5 Minutes with Laura Norén
“I wish more people knew how exciting and positive data science ethics is.” We catch up with ethical mastermind and postdoctoral fellow, Laura Norén!
Laura Norén is an Adjunct Professor at NYU and a Moore-Sloan postdoctoral fellow at the NYU Center for Data Science. Her research focuses on the impact of design on social behaviors, particularly within the context of technology. Most recently, her focus has turned to the ethics of data science, and her class on the same topic was covered by the New York Times. She is also the Managing Editor for the weekly Data Science Community newsletter.
1. Your work in data science ethics is becoming increasingly important to the scientific community. What are some key issues that you are excited to focus on this year?
Many professions like business, journalism, and engineering have offered ethical training and codes of ethics for their members. As data science becomes professionalized, there is increasing attention towards teaching courses and developing codes of ethics that address the specific needs of the discipline while drawing on the wisdom of adjacent fields like computer science as well as fields like moral philosophy that are not always considered adjacent. I’m very excited about the way this type of academic cross-pollination can accelerate data science towards a thoughtful, beneficent role in organizations and society.
2. Do you think that what we consider to be ethical — whether ethical behavior or ethical algorithmic design — can change over time? If so, how would this affect the larger goal to make the scientific community a more ethical space?
One of the great lessons we’ve drawn from science and technology studies is that science, like everything else, is context dependent. The cultural contexts in which we imagine and define what kinds of information consumers, users, employees are allowed to keep private from governments, companies, and, yes, even scientists, is dramatically dependent on national context.
We all think we know what privacy means, but in fact, the concept varies quite a bit across national contexts.
Americans tend to be more willing to allow themselves and their information to be tracked, stored, and used to drive decisions about the experiences they have in the world. Continental Europeans are more invested in limiting the reach of institutions into their personal lives and behaviors. The EU’s General Data Privacy Regulation is set to become much stricter in May 2018, and this presents major challenges to the way global companies conduct data science.
Still, the scientific community should not adopt an arrogant attitude towards privacy, and assume that our ability to reproduce results is always more socially beneficial than our research subject’s rights to delete or conceal their data.

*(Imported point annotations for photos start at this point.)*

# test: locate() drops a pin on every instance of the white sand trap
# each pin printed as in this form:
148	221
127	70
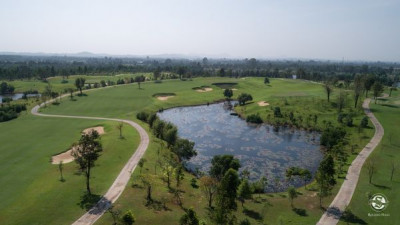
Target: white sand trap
164	98
204	90
99	130
66	157
263	103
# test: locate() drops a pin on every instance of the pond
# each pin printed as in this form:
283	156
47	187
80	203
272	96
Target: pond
261	149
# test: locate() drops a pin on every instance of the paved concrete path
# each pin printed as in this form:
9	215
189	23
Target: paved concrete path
121	181
343	197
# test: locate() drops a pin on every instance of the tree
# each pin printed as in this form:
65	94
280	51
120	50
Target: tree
209	186
341	101
305	174
170	136
260	185
179	175
86	152
244	191
139	80
364	122
60	168
141	163
358	89
392	89
328	89
277	112
168	172
80	83
228	93
371	169
157	73
220	164
146	180
184	149
119	127
181	72
227	191
245	222
114	214
243	98
189	218
325	177
128	218
368	83
292	193
377	88
393	168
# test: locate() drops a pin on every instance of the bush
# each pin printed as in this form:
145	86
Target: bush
6	99
364	122
254	118
277	112
331	136
349	120
128	218
142	116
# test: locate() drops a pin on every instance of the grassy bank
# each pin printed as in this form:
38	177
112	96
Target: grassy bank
387	153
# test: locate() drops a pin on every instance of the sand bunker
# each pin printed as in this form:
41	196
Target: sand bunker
66	157
204	89
263	103
164	98
99	130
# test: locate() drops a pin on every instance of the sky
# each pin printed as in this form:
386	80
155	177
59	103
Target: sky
307	29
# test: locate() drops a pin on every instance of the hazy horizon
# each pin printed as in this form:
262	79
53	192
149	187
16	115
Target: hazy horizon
350	30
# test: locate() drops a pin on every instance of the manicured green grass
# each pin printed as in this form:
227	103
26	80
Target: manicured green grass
31	192
58	86
387	112
125	101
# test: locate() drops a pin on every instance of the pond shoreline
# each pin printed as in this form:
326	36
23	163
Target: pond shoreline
258	140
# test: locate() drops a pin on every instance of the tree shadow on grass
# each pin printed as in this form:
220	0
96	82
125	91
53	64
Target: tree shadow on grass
300	212
349	217
87	201
382	186
253	214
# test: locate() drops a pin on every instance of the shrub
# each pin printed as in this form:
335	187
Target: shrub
254	118
277	112
142	116
128	218
331	136
364	122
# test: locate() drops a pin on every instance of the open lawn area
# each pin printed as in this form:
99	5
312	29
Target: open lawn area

3. What are some of the most memorable ethical dilemmas that have come up in the field in the last few years? Have these problems been solved yet — and, if so, what did you think of the outcome?
We are working hard to figure out how we can make as much data publicly available to anyone as possible without revealing the user’s identities, or contributing to outcomes that will not advance the public good. There are exciting efforts to share clinical trial data in medicine, for example, or to share government data with scientists and the public— yet, we still don’t see commercial entities getting into the data sharing movement.
Within companies, the biggest questions are: How much data should be collected? How long it should be stored? And, what types of insights should be drawn from it. Right now, we have a lot to worry about when it comes to predictive policing, but I think too few people are aware that the minority report scenario (where data predict someone will commit a crime before it happens, thereby allowing people to be detained while innocent) is heating up within predictive HR.
One other area of research that is quite novel is around how humans are going to share decision making with semi-intelligent machines. As the machines get more advanced, it will really feel like we are sharing tasks with them, somewhat like the way we now share the task of navigating with GPS-enabled navigation devices. Such tools may allow people to have more confidence to explore new places without worrying they’ll get lost, but it may also atrophy our ability to navigate without that kind of assistance.
Figuring out how to get as many benefits as possible from these shared human and algorithm processes without losing elements of life, discovery, and learning that we care about will be a growing area of research. What happens when our cultural products are recommended by Netflix and Spotify? Do we expand our taste horizons or amplify our starting tastes?
I call these questions the cultural economies of data.
4. What is something that you wish more people knew about data science ethics, and the work that you do?
I wish more people knew how exciting and positive data science ethics is. The class I’m teaching now is the BEST class I’ve ever taught, close the Hollywood ideal of the Ivy League college course where everyone contributes, students are free to challenge each other productively, and are open to changing their minds. We are working on open questions, searching for ethical frameworks we can adapt to data science, and it feels good to contemplate how we can build the most beneficial, least harmful future.